George replied, "God and me are very close. He knows I have poor eyesight, so he's fixed it so that when I get up in the middle of the night to go to the bathroom (poof!) the light goes on when I pee, and then (poof!) the light goes off when I'm done." Dr. Smith said, "Wow, that's incredible!"
A little later in the day Dr. Smith called George's wife, "Thelma, George is just fine. Physically he's great, but I had to call because I'm in awe of his relationship with God. Is it true that he gets up during the night and (poof!) the light goes on in the bathroom, and then (poof!) the light goes off?" Thelma said, "Yes, the old fool's been peeing in the refrigerator again!" The Hits Just Keep On Coming: My thanks to my pals Frances and Regina for their contributions to today's stories.

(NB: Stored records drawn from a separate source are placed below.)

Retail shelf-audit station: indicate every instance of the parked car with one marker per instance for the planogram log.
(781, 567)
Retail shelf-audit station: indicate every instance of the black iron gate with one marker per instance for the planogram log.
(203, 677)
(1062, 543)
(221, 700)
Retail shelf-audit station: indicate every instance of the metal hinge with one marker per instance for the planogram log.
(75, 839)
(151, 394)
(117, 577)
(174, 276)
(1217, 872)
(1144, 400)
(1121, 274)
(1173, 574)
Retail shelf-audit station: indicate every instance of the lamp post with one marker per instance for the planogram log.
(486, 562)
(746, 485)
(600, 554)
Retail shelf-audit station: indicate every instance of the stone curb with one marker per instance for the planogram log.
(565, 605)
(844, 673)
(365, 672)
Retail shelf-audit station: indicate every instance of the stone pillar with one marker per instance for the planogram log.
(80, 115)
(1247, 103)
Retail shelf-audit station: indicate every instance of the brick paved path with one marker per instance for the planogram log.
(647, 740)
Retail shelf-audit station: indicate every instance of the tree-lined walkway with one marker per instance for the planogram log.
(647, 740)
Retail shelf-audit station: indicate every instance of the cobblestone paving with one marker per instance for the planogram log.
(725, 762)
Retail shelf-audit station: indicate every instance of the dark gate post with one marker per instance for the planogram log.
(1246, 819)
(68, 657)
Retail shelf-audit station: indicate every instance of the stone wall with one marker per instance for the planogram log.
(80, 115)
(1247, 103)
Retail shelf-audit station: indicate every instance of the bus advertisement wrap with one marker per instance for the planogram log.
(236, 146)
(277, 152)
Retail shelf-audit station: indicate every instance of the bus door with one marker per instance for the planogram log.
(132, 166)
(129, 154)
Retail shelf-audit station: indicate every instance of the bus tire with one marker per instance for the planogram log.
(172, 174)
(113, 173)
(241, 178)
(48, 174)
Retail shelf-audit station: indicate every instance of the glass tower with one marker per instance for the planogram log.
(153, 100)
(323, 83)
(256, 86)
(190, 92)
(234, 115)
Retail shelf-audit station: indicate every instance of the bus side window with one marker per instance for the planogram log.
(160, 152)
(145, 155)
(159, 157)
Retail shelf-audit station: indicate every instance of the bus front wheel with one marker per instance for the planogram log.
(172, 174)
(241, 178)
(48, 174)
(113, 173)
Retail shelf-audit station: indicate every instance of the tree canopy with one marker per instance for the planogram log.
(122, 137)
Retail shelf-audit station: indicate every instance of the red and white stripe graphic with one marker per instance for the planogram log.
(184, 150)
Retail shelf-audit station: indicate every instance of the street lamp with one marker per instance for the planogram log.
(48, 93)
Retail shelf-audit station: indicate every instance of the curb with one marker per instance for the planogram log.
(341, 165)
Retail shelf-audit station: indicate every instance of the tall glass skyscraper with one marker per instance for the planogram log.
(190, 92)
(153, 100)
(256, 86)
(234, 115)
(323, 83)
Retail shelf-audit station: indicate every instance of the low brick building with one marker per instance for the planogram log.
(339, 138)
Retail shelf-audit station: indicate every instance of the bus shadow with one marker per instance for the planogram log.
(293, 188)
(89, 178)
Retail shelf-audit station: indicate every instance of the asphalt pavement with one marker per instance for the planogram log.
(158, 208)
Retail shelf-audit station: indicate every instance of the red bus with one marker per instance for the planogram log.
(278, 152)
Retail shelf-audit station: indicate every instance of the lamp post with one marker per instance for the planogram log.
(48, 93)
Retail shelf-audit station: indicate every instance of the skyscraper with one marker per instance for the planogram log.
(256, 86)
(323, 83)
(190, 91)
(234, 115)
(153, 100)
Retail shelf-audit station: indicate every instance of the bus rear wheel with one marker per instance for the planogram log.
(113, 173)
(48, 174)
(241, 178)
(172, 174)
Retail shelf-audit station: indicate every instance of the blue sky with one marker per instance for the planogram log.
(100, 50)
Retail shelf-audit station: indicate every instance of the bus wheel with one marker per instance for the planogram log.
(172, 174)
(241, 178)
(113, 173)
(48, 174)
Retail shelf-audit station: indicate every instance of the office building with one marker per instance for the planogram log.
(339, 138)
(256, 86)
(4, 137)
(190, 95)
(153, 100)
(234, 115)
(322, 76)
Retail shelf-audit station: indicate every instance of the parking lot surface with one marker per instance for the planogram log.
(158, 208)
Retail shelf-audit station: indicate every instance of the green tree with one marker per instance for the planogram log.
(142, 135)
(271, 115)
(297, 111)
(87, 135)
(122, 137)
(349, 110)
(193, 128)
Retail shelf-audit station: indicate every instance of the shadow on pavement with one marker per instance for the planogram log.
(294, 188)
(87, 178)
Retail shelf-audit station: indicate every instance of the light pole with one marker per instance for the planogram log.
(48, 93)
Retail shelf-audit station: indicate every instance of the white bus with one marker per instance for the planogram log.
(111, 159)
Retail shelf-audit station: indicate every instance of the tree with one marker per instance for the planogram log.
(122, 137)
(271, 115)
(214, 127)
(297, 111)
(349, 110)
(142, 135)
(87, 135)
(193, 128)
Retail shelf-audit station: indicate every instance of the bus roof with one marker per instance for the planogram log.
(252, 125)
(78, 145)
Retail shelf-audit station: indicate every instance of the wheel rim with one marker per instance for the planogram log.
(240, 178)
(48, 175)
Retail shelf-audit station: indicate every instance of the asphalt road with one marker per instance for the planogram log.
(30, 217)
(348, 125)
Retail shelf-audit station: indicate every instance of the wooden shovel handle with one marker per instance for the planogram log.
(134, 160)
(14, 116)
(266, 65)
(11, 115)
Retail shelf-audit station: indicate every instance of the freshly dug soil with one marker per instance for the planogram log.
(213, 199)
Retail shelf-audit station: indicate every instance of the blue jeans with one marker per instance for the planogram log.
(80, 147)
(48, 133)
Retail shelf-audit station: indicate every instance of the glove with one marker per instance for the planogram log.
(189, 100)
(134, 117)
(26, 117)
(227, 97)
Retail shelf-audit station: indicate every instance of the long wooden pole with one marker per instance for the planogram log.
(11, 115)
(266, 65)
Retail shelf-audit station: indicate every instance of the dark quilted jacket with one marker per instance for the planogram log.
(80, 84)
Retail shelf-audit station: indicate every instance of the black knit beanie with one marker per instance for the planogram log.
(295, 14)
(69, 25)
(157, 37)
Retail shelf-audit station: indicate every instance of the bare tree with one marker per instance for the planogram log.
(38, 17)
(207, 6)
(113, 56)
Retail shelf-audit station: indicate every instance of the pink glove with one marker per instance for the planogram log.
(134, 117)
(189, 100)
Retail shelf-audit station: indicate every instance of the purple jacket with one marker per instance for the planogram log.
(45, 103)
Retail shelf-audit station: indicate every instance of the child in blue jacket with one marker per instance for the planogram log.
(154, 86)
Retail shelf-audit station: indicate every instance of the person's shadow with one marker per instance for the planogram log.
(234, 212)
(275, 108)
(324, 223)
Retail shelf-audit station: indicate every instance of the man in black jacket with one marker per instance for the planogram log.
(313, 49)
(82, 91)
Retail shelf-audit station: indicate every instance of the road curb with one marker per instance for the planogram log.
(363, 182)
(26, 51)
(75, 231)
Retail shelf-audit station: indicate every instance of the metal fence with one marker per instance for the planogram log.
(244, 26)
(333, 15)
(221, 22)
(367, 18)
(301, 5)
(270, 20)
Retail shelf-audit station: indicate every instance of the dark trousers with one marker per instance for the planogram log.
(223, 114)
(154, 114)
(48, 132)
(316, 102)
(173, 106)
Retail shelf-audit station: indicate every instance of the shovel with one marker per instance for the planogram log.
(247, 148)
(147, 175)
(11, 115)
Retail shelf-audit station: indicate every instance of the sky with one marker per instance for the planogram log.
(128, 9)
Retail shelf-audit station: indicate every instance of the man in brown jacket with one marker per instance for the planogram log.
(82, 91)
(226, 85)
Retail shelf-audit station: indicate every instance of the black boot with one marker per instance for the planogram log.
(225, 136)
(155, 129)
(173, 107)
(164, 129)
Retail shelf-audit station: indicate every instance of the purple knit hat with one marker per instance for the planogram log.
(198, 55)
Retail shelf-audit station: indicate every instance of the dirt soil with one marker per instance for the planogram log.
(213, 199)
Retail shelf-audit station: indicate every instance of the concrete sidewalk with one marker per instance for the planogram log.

A married couple walked into a sandal shop. The Jamaican said to them, "I have some special sandals I think you would be interested in. Dey make you wild at sex." Well, the wife was really interested in buying the sandals after what the man claimed, but her husband felt he really didn't need them. The husband asked the man, "How could sandals make you into a sex freak?" The Jamaican replied, "Just try dem on, Mon."
So, the husband, after some badgering from his wife, finally gave in and tried them on. As soon as he slipped them on to his feet, he got this wild look in his eyes! In the blink of an eye, the husband grabbed the Jamaican, bent him violently over a table, yanked down his pants, ripped down his own pants, and grabbed a firm hold of the Jamaican's hips. The Jamaican began screaming, "Mon, You got dem on de wrong feet!...." A young ventriloquist is touring the clubs and one night he's doing a show in a small town. With his dummy on his knee, he starts going through his usual dumb blonde jokes. Suddenly, a blonde woman in the 4th row stands on her chair and starts shouting, "I've heard enough of your stupid blond jokes. What makes you think you can stereotype women that way? What does the color of a person's hair have to do with her worth as a human being?"
"It's guys like you who keep women like me from being respected at work and in the community, and from reaching our full potential as a person. Because you and your kind continue to perpetuate discrimination against not only blonds, but women in general and all in the name of humor!"
The embarrassed ventriloquist begins to apologize, and the blonde yells,"You stay out of this, Mister! I'm talking to that little shit on your knee!"
That's it for today my little buttermilk biscuits. Remember, love is grand. Divorce is a hundred grand. More on Wednesday.